茜差す丘で、レオニーが眠りから目覚めた後…-。

彼のおどおどした態度が少し気になるものの、私達はシンヴァの街へ向かうことになった。

街は夕暮れ時のせいか、仕事や学校帰りの人々で賑わっていた。

レオニー「……ん?」

その時、レオニーが目をつむり、鼻をひくつかせた。

〇〇「この甘い香りは……?」

見れば街角に軒を連ねる屋台の中に、おいしそうなクレープ屋がある。

レオニー「…………」

横を振り向けば、レオニーの目はクレープの屋台に釘づけだった。

(お腹が減ってるのかな?)

〇〇「買ってくる?」

レオニー「はあ!? あ、甘いモンなんか、ぜんっぜん好きじゃねえ! オレは、泣く子も黙る…-」

と、目覚めた時と同じ口上を述べようとしたところに…-。

街の人々1「おお、レオニー様だ! レオニー様がお戻りになられた!」

街の人々2「まあ、なんて喜ばしい!」

レオニー「んなっ!?」

レオニーの姿に気づいた街の人々が、あっという間に集まってきた。

しかし、レオニーは目を丸くすると、慌てて私の背に身を隠し、ブラウスの裾を掴む。

レオニー「……っ……!」

目を逸らし口をもごもごと動かすレオニーに……

〇〇「よかったね。
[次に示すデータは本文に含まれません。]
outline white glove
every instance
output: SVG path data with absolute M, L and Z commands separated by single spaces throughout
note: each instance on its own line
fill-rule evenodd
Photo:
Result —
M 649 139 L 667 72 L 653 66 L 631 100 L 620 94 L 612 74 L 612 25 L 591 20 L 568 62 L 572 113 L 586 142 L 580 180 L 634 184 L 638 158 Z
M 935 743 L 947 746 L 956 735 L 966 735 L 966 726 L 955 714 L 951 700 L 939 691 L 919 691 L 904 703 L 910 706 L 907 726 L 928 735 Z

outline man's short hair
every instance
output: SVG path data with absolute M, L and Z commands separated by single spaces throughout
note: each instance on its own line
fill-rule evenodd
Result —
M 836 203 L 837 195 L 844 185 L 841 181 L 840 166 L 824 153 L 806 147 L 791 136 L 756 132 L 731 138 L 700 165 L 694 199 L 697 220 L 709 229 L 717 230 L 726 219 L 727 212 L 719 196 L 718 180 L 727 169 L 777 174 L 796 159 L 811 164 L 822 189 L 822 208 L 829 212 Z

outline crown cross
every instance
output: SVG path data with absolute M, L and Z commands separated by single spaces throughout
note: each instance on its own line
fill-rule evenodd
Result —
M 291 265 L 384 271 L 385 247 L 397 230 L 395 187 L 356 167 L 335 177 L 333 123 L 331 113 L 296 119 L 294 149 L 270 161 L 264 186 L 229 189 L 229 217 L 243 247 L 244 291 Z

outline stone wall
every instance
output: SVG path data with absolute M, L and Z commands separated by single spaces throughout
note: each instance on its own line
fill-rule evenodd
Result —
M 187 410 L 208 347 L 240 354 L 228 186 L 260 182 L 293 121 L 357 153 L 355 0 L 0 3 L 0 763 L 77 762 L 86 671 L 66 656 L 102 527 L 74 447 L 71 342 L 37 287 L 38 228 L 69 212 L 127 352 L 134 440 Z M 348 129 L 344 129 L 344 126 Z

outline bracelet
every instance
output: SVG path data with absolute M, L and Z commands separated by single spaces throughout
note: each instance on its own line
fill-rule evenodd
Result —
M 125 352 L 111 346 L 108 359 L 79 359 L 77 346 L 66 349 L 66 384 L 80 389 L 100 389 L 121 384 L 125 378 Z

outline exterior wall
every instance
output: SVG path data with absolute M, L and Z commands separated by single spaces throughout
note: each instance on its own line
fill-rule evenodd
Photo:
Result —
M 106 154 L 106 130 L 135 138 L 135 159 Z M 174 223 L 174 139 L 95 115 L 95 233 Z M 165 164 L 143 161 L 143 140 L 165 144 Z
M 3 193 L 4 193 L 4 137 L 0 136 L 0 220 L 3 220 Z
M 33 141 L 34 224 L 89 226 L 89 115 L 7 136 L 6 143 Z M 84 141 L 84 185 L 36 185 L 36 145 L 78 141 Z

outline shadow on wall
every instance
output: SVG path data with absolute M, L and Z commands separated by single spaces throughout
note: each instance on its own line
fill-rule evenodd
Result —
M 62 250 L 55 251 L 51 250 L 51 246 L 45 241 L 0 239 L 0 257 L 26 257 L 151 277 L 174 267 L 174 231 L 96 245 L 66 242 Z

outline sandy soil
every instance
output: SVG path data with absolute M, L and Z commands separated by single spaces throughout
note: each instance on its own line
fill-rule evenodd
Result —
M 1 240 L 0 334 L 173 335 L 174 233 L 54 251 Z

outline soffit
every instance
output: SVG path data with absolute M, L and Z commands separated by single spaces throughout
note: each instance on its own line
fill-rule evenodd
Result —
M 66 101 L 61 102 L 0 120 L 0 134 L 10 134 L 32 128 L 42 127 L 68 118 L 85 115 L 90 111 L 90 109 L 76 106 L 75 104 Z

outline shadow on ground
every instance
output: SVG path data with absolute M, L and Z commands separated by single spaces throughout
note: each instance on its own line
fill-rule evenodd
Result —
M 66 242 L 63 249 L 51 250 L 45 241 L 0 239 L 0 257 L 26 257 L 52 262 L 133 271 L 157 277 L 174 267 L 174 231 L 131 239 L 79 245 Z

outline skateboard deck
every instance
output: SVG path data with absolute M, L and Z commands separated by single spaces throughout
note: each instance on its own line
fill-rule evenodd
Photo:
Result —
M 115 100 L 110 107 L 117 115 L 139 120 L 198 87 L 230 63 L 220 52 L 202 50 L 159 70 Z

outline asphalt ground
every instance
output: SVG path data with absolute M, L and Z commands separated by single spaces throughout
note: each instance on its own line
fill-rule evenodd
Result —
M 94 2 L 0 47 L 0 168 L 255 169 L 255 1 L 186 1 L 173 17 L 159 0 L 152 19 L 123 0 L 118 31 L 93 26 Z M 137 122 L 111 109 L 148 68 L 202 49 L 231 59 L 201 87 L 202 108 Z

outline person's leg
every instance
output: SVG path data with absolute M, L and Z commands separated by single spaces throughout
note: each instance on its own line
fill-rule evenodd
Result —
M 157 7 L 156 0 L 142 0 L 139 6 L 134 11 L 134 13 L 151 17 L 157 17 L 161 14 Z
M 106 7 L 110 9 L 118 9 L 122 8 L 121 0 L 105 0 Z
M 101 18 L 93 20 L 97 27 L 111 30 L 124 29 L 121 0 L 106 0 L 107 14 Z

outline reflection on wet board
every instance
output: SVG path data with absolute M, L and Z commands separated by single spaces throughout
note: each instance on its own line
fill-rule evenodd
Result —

皆、レオニーの帰りを待ってたみたい」

街の人々2「ええ、本当によかったです! ねえ、レオニー様」

街の人々1「ずっとお留守だったから、本当に心配してたんですよ」

レオニー「……っそ、そうか……。 よ、ようし……皆、心配かけたな。 オレが戻ってきたからには、もう大丈夫だ! ……多分」

少し頼りない語尾に、集まっていた人々が笑う。

〇〇「レオニーは、皆に慕われているんだね」

街の人々2「ええ、こういうところがレオニー様はかわいらしいですから」

レオニー「う、うるせえっ! かわいいとか言うな!」

噛みつくレオニーを見て、街の人々はみな微笑ましそうに頬を緩める。

しかし、そんな温かな輪のなかで…-。

レオニー「……くそう……勇気さえあれば……」

レオニーがつぶやいた声が、私だけに小さく届いたのだった…-。